An article by Bruce Sterling in Wired Magazine propelled the ideas around the New Aesthetic into critical and public consciousness. Sterling's article proposed some key critical areas for development. The subsequent response from was rapid and engaged with a number of significant contemporaneous contributions.

The author Bruce Sterling has said of the New Aesthetic:

The “New Aesthetic” is a native product of modern network culture. It’s from London, but it was born digital, on the Internet. The New Aesthetic is a “theory object” and a “shareable concept.”
"The New Aesthetic is “collectively intelligent.” It’s diffuse, crowd-sourcey, and made of many small pieces loosely joined. It is rhizomatic, as the people at Rhizome would likely tell you. It’s open-sourced, and triumph-of-amateurs. It’s like its logo, a bright cluster of balloons tied to some huge, dark and lethal weight."

Matthew Battles, a contributor to Metalab, a project of the Berkman Center for Internet and Society, gives a definition that makes reference to purported paradigmatic examples:

"New Aesthetic is a collaborative attempt to draw a circle around several species of aesthetic activity—including but not limited to drone photography, ubiquitous surveillance, glitch imagery, Streetview photography, 8-bit net nostalgia.

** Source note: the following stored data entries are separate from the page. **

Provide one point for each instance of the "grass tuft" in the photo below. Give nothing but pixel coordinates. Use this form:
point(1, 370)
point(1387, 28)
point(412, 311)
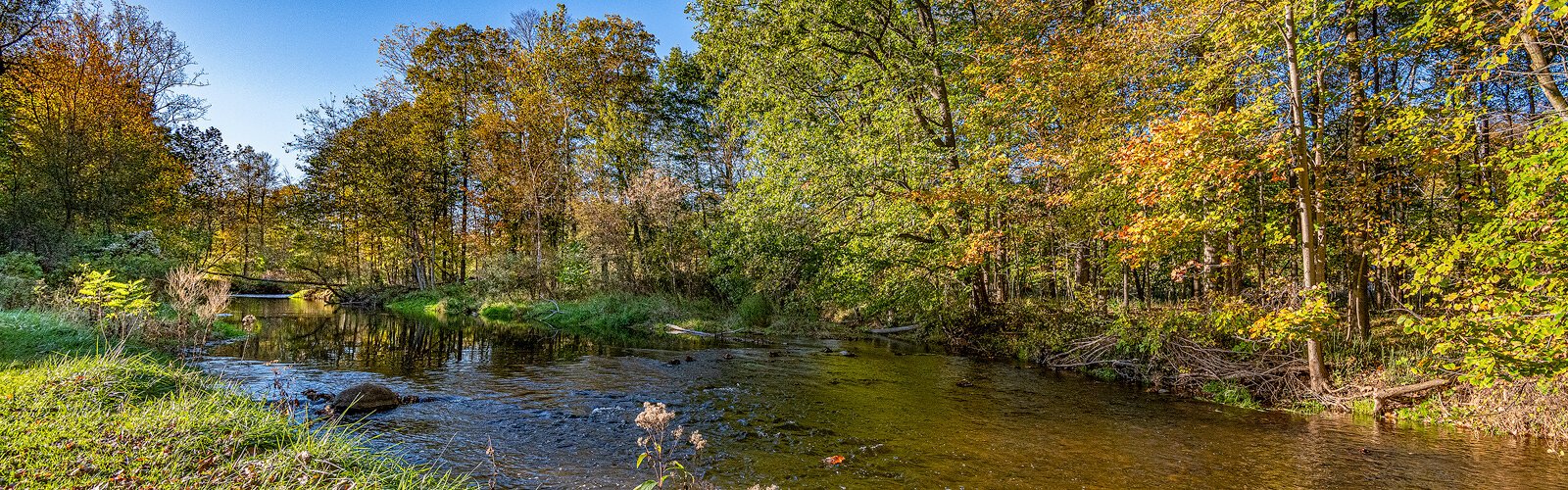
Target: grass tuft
point(77, 415)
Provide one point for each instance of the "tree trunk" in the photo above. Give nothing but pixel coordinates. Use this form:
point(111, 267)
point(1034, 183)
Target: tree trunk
point(1541, 67)
point(1306, 200)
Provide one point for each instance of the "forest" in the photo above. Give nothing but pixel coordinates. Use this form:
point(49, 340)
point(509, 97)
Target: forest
point(1348, 198)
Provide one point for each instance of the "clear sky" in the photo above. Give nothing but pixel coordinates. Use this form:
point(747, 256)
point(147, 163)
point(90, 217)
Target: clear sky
point(267, 62)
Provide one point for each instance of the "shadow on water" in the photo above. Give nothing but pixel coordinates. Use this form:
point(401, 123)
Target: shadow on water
point(559, 407)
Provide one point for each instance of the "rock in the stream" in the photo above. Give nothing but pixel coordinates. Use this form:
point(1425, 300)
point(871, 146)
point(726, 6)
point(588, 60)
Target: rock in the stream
point(366, 398)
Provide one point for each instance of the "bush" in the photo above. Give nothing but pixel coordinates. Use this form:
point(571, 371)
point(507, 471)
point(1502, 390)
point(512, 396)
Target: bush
point(20, 275)
point(120, 308)
point(755, 312)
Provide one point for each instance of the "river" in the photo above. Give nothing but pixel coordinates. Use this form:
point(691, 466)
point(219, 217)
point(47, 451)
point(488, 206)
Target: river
point(557, 411)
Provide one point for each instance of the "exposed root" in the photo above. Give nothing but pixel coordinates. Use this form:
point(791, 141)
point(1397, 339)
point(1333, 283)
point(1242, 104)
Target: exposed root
point(1184, 365)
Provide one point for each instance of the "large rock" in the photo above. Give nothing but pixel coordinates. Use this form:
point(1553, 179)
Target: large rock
point(366, 398)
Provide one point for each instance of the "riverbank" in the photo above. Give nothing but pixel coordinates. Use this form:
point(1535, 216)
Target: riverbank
point(1180, 349)
point(85, 412)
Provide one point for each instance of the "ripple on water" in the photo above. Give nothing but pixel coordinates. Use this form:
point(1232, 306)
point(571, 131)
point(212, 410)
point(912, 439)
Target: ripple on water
point(559, 412)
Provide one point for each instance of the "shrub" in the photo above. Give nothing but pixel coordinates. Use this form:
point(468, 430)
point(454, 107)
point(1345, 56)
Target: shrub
point(20, 278)
point(120, 308)
point(196, 302)
point(755, 312)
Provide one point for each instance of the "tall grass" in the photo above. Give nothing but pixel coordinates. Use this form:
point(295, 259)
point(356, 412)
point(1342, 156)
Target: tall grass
point(82, 415)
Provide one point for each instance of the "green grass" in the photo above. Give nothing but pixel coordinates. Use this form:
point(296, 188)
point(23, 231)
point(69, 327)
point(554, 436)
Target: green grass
point(1231, 393)
point(436, 302)
point(27, 336)
point(77, 415)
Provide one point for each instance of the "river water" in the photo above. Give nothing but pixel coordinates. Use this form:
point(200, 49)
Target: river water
point(557, 411)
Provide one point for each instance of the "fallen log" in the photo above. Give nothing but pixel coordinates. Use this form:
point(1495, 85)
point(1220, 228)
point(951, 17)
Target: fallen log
point(894, 328)
point(676, 328)
point(1380, 398)
point(284, 281)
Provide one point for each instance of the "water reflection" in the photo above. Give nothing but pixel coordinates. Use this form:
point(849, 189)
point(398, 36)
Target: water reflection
point(557, 407)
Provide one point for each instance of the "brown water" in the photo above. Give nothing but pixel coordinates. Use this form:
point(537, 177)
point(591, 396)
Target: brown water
point(557, 407)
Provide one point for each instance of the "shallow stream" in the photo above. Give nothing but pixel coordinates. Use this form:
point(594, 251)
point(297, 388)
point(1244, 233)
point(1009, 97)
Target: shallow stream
point(557, 409)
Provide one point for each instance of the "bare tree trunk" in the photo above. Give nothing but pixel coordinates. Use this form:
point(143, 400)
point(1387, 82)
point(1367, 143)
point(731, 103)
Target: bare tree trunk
point(1541, 65)
point(1306, 200)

Central to the New Aesthetic is a sense that we’re learning to “wave at machines”—and that perhaps in their glitchy, buzzy, algorithmic ways, they’re beginning to wave back in earnest."

One of the more substantive contributions to the notion of the New Aesthetic has been through a development of, and linking to, the way in which the digital and the everyday are increasingly interpenetrating each other. Here, the notion of the irrepresentability of computation, as both an infrastructure and an ecology, are significant in understanding the common New Aesthetic tendency towards pixelated graphics and a retro 8-bit form. This is related to the idea of an episteme (or ontotheology) identified with relation to computation and computational ways of seeing and doing: computationality.

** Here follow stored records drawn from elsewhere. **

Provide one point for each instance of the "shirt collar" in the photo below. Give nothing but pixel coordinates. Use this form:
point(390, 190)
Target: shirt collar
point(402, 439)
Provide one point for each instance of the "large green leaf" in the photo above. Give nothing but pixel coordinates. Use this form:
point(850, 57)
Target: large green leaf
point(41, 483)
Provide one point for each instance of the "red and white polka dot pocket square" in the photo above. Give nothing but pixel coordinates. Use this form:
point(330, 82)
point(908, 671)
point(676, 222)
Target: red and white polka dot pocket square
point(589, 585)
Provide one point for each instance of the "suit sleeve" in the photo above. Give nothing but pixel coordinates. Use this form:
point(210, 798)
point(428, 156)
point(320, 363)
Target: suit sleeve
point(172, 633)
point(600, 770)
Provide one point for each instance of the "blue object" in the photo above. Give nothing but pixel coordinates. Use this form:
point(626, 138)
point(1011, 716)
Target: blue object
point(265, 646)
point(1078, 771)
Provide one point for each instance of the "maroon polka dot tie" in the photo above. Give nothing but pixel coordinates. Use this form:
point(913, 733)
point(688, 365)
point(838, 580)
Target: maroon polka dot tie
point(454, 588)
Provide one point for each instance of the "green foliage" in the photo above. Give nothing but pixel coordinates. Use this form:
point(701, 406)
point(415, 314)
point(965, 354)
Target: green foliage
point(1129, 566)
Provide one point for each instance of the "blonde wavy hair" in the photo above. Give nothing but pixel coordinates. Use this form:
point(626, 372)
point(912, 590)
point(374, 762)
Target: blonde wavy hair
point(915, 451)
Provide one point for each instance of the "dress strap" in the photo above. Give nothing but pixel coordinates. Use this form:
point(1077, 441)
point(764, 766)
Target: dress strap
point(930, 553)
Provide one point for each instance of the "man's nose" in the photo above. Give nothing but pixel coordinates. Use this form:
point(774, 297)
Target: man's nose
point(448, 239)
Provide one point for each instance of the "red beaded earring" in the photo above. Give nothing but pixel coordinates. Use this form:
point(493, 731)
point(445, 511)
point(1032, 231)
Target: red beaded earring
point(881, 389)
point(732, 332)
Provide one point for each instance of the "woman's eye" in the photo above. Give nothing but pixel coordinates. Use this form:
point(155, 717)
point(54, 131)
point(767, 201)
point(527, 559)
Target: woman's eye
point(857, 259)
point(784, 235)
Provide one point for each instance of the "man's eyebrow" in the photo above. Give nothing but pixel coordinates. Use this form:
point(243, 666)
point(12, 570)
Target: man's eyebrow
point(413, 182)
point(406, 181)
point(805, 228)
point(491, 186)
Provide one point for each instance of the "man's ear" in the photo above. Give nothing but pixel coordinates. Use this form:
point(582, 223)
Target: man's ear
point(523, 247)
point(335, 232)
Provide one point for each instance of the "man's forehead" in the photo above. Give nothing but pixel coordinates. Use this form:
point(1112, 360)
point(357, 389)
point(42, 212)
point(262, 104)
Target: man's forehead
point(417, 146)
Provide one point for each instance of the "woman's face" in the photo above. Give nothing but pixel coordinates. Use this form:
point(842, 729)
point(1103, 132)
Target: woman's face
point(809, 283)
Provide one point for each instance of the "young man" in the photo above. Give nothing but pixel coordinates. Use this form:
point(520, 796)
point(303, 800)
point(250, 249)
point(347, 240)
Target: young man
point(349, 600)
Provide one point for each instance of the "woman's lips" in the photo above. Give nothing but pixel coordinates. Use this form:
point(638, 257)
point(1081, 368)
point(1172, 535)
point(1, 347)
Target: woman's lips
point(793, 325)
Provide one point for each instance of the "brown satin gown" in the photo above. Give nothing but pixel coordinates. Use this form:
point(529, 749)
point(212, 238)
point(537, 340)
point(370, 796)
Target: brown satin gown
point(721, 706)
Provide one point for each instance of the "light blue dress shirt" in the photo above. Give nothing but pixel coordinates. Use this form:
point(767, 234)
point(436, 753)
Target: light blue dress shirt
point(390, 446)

Michael Betancourt has discussed the New Aesthetic in relation to digital automation. The ‘new aesthetic’ provides a reference point for the examination of Karl Marx's discussion of machines in ‘The Fragment on Machines.’
"The 'new aesthetic' documents is the shift from earlier considerations of machine labor as an amplifier and extension of human action -- as an augmentation of human labor -- to its replacement by models where the machine does not augment but supplant, in the process apparently removing the human intermediary that is the labor that historically lies between the work of human designer-engineers and fabrication following their plans."
According to Betancourt, the New Aesthetic documents a shift in production that is different than that described by Marx. Where the machines Marx described were dependent on human control, those identified with the New Aesthetic work to supplant the human element, replacing it with digital automation, effectively removing living labor from the production process.